After years of dominance in the booming electric vehicle (EV) market, Tesla’s competition is on the rise. Legacy US automakers are taking market share from EV giants in North America, and Chinese company BYD is now the top seller of EVs in the world. But Elon Musk and company are fighting back, and may have just started a “major EV price war” in the process, according to Wedbush technology analyst Dan Ives.
Tesla slashed the prices of some of its most popular vehicles by up to 20% in mid-January, prompting Ford to respond with a 6% to 8% price cut on its all-electric Mustang Mach-E this week. Ives, a longtime Tesla bull, believes Tesla’s price cuts will force other EV makers into “the same move” as they scramble for market share in February.
“There is a window of opportunity to gain stock … and 2023 is a crucial year that will create winners and losers in this EV landscape,” he wrote. “It’s now or never for Ford, GM, and others.”
A price war over market share?
A price war in the auto industry is coming, according to Ives, but it’s not because of falling demand — it’s all about market share. Ives said Ford, GM, and European automakers believe that if they lose EV customers, they may lose them forever because of Tesla’s Apple-like brand loyalty, so they are being aggressive with price cuts.
“It’s the Apple iPhone concept that Steve Jobs built Cupertino around….after consumers buy an iPhone they will stay in the Apple ecosystem going forward. “Tesla and Musk are building the EV castle and revolutionizing the automotive industry by getting a unique brand of customers and loyalty for their cars that is the main recipe for success,” he said.
Ives went on to argue that Musk’s EV giant has several key advantages — including EV production scale and superior battery technology — that could prevent legacy car price cuts from having the desired effect.
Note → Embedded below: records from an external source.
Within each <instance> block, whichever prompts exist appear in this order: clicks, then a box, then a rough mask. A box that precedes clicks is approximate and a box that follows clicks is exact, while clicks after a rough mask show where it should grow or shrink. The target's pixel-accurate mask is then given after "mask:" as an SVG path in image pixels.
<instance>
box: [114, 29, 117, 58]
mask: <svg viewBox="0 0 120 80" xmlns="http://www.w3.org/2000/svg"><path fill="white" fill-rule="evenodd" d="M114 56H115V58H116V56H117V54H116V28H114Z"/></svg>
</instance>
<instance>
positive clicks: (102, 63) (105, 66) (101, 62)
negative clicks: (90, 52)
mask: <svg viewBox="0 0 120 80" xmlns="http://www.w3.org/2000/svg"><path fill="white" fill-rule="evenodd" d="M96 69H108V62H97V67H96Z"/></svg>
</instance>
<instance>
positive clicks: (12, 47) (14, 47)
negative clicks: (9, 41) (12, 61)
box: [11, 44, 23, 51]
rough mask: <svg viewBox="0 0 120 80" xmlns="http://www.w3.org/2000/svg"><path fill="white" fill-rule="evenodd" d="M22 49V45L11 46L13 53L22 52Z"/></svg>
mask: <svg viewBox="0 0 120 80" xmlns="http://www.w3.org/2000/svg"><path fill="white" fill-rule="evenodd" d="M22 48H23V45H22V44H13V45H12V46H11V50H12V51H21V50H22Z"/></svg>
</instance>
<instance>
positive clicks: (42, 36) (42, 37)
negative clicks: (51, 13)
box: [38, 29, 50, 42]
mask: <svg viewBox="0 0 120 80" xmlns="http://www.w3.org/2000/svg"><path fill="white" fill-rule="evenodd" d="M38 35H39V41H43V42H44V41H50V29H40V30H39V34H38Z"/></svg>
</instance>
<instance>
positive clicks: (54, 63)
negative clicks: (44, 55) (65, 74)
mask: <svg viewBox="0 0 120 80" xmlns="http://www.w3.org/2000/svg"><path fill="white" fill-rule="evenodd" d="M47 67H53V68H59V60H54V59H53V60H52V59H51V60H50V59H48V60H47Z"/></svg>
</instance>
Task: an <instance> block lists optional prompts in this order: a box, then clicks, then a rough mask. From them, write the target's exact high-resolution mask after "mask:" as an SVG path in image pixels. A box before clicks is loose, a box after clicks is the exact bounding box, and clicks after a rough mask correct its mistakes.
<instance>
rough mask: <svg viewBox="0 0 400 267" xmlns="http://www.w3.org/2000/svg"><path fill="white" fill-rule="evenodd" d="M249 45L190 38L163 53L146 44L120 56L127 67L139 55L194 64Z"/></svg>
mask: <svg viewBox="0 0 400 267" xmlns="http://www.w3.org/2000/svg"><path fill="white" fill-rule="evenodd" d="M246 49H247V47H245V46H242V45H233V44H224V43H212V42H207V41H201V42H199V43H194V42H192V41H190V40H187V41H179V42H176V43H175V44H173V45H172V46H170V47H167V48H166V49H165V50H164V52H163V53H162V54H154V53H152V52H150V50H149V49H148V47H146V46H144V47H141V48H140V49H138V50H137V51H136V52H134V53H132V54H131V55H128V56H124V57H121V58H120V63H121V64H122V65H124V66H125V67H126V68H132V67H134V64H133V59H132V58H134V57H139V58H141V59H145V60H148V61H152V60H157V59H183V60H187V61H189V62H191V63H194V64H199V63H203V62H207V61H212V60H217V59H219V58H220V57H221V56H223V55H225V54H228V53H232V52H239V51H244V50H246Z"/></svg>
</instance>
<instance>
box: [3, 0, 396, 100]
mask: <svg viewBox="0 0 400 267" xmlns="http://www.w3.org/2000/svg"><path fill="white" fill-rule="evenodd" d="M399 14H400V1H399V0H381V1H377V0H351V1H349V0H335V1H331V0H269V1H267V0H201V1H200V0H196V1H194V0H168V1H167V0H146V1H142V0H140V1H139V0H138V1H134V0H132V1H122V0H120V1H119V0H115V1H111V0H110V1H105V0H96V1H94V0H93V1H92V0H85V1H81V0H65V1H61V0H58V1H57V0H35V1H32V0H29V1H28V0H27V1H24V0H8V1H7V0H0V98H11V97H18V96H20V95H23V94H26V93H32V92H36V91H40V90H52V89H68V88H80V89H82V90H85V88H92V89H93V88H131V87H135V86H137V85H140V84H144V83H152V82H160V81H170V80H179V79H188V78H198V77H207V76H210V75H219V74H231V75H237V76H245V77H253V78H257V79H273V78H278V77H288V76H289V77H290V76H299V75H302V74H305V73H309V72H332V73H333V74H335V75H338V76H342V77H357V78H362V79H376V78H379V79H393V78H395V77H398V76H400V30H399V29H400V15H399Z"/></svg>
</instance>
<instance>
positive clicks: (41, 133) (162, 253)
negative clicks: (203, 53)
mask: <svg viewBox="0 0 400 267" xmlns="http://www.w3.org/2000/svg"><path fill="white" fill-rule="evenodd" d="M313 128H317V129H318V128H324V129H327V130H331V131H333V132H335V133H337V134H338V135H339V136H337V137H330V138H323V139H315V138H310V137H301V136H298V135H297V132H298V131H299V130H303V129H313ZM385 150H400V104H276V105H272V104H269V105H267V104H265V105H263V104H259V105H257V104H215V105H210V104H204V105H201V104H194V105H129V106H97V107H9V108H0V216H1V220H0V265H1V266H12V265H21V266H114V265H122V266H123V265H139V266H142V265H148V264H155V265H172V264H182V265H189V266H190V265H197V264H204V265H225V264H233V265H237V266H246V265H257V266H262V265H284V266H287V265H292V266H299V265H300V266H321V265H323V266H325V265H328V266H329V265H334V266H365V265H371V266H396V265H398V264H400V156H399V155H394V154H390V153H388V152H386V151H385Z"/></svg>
Ford and GM must use aggressive price cuts to boost sales, even if it means sacrificing margins, according to Ives.
But not every analyst believes a serious price war is imminent.
“At this juncture, we do not expect the industry to break out into an all-out price war that characterized the industry in the 2000s,” Bank of America analyst John Murphy wrote in a note on Friday.
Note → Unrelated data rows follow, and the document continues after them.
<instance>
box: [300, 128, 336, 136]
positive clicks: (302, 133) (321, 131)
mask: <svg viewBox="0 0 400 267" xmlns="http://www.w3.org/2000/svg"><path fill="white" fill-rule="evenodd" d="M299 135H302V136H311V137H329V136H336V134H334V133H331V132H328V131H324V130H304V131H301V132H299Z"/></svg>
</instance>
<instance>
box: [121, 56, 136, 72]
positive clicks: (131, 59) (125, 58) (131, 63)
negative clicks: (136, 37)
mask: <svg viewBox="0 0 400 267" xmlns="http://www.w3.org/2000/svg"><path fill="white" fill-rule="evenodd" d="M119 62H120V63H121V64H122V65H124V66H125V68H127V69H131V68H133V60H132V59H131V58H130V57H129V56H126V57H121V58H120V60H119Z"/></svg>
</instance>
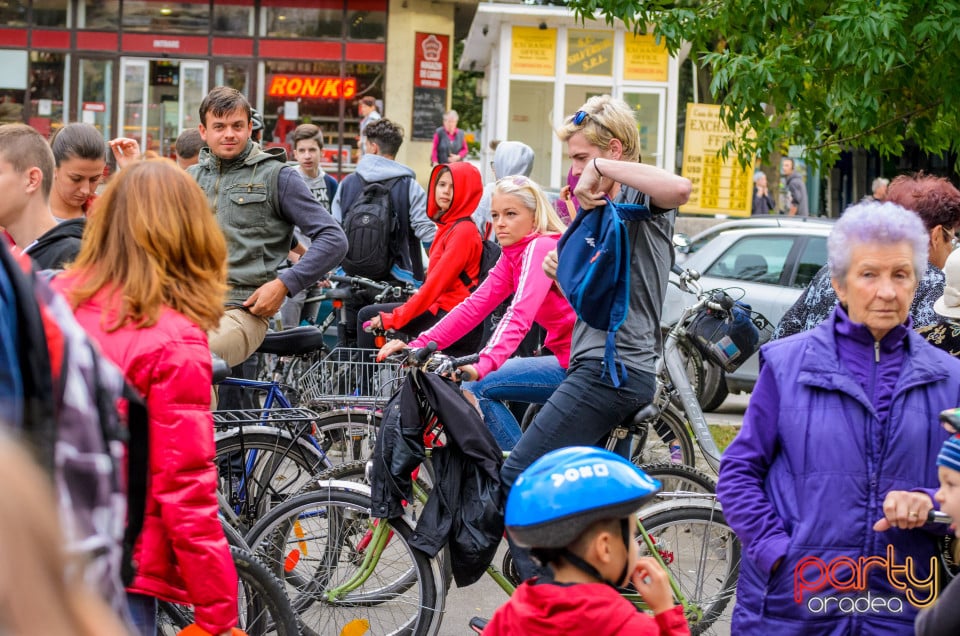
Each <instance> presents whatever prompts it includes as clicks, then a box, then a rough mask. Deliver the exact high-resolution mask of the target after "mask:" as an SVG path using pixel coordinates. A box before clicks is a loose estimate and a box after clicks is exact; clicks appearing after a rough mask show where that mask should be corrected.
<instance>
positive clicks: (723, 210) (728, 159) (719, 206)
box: [680, 104, 753, 216]
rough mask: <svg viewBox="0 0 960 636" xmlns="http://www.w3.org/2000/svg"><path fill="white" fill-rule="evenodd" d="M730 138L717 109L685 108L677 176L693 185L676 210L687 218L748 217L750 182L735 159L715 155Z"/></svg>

Murphy said he was confused by the automaker’s latest EV price cuts, arguing that they fly in the face of executives’ comments about expected demand. Usually, price wars are caused by manufacturers trying to capture the growing demand, not gaining market share in the growing industry.
Murphy noted that Musk said in a recent press release that Tesla’s latest price cut has resulted in orders “almost doubling the production rate.” And Ford didn’t mention demand issues when it announced the cuts, citing the move to “reduce customer wait times” and offer “competitive pricing.”
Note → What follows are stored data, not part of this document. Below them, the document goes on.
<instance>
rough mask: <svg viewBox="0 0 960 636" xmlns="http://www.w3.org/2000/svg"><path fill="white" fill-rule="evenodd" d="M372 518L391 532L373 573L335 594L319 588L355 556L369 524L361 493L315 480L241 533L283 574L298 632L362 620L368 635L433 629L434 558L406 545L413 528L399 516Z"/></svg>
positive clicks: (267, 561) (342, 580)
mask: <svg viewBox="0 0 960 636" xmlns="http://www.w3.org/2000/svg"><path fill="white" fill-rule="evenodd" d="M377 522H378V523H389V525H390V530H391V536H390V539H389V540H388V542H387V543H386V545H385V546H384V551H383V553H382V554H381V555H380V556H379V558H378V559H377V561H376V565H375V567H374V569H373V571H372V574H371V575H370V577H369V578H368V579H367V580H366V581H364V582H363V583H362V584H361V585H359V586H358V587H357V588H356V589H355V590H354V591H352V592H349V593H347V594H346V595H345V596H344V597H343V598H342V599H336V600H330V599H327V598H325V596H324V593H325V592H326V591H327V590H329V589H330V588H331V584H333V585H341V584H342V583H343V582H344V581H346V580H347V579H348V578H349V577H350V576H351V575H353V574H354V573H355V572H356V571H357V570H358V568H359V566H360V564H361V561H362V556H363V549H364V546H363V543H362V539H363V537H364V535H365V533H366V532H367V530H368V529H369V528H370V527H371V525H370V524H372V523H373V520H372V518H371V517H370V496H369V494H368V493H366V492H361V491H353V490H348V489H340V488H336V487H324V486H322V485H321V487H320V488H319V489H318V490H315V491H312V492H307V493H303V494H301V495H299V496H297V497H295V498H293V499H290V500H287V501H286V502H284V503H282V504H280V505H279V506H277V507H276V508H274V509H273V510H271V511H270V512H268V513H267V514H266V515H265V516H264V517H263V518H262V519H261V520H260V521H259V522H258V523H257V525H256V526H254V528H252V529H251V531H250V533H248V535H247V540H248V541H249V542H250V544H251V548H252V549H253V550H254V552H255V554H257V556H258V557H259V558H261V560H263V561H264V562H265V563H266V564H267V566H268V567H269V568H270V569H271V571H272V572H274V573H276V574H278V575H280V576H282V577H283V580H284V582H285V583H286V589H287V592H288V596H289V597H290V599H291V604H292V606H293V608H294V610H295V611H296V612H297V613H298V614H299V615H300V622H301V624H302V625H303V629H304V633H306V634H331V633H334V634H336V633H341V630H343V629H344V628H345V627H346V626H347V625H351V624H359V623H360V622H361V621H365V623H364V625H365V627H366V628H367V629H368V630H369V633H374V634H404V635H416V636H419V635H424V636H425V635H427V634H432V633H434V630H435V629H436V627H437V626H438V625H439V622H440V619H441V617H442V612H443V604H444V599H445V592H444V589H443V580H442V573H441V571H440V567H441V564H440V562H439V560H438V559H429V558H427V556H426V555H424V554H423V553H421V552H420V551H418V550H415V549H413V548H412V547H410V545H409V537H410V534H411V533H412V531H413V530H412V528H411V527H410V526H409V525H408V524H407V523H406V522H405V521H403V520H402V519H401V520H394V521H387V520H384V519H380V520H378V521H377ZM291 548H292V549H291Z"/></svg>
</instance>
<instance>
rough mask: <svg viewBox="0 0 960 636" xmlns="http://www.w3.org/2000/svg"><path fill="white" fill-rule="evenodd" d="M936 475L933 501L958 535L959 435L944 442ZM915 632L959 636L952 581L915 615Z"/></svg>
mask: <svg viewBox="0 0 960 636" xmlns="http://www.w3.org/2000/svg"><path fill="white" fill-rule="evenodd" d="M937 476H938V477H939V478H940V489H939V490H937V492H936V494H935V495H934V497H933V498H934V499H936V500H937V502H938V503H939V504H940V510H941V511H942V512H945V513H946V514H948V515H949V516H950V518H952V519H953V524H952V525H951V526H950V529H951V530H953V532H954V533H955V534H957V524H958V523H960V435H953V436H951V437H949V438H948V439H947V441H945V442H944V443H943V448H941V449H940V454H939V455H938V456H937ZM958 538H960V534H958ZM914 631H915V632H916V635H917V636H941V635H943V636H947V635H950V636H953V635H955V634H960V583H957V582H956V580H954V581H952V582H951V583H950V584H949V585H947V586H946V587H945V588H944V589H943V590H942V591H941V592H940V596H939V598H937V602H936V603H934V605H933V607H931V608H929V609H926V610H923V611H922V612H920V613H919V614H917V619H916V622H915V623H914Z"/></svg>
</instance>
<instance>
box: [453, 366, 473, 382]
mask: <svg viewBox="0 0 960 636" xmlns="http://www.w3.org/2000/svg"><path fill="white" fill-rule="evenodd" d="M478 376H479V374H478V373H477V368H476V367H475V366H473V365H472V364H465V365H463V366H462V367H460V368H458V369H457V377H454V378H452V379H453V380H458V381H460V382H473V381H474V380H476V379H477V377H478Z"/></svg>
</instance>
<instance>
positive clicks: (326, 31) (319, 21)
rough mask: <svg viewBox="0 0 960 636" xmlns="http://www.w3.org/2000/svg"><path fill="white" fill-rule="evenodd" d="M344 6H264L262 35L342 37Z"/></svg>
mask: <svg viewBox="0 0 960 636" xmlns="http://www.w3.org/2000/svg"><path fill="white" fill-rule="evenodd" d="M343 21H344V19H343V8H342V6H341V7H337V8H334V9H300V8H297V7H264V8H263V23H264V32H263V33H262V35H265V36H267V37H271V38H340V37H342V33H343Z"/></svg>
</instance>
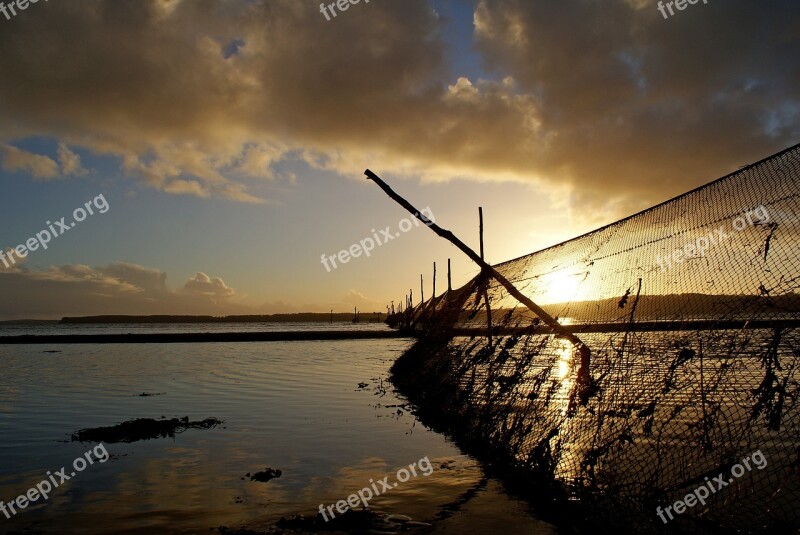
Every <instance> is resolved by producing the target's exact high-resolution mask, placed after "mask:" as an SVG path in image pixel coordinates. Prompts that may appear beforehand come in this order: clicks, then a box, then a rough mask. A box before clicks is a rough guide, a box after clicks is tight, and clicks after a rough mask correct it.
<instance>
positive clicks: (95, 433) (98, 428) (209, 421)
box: [72, 416, 223, 444]
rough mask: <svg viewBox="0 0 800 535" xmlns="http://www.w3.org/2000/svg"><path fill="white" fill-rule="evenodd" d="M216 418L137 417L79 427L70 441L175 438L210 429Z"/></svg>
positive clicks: (104, 440) (217, 424)
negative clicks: (80, 428)
mask: <svg viewBox="0 0 800 535" xmlns="http://www.w3.org/2000/svg"><path fill="white" fill-rule="evenodd" d="M222 423H223V421H222V420H220V419H218V418H206V419H205V420H202V421H199V422H190V421H189V417H188V416H184V417H183V418H172V419H169V420H167V419H163V417H162V419H161V420H154V419H153V418H137V419H135V420H128V421H127V422H122V423H121V424H117V425H112V426H109V427H96V428H89V429H81V430H80V431H78V432H77V433H73V434H72V441H73V442H75V441H80V442H106V443H108V444H115V443H117V442H127V443H130V442H137V441H139V440H150V439H153V438H165V437H170V438H175V434H176V433H183V432H184V431H186V430H187V429H212V428H214V427H217V426H218V425H221V424H222Z"/></svg>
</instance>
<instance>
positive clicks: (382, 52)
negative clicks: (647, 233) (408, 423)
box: [0, 0, 800, 320]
“Cutting the price of EVs now seems illogical,” he said. “TSLA and Ford cited demand outstripping supply, meaning the price cut would be a direct hit to the bottom line now and not necessarily reduce future earnings power.”
While Murphy doesn’t see a price war coming, if there is one, he admits there are “significant risks” to the entire sector.
‘come out swinging’ competition
The good news is that GM’s latest earnings report revealed that demand for EVs remains strong.
GM grew revenue 28% year over year to $43.1 billion in the fourth quarter, beating analysts’ estimates of $40.65 billion. And the company was able to make $2 billion in net profit for the fourth quarter as supply chain problems disappeared.
“With all Street eyes focused on GM’s earnings this morning, the company came out swinging and delivered an incredibly strong performance on both the top and bottom lines, further indicating that demand is still strong and the shift to EVs is increasing,” Ives wrote.
GM did not cut jobs either, or prices, and even announced a $ 650 million investment to develop a lithium mine in Nevada with Lithium Americas this week. EV companies have sought to increase the supply of key elements like lithium used in the production of EV batteries.
“Demand for our vehicles remains quite strong – for our EVs and ICEs [internal combustion engine] portfolio,” said GM CFO Paul Jacobson Bloomberg after Tuesday’s earnings report. “Competition is no stranger to us. We’ve been in business for over 100 years and the team is really good at competing. And we’re seeing consumer demand for our vehicles at a strong price point, we just need to make sure we can produce to meet that demand.” .
Ives said GM’s “outstanding performance” is proof that demand concerns and supply issues are “a thing of the past,” calling it “bullish for the overall auto market.”
But critics of the EV industry believe that the global economic slowdown will eventually affect EV sales, and hurt Tesla stock in particular because it trades at a high value relative to its peers.
Gordon Johnson, CEO of GLJ Research, told fortune earlier this month that Tesla is valued as a “hyper growth” company, and usually cutting prices is not associated with hyper growth.
“We’ve been saying this all along, but no one wants to listen,” he said. “It’s just the car companies that can’t sell their capacity.”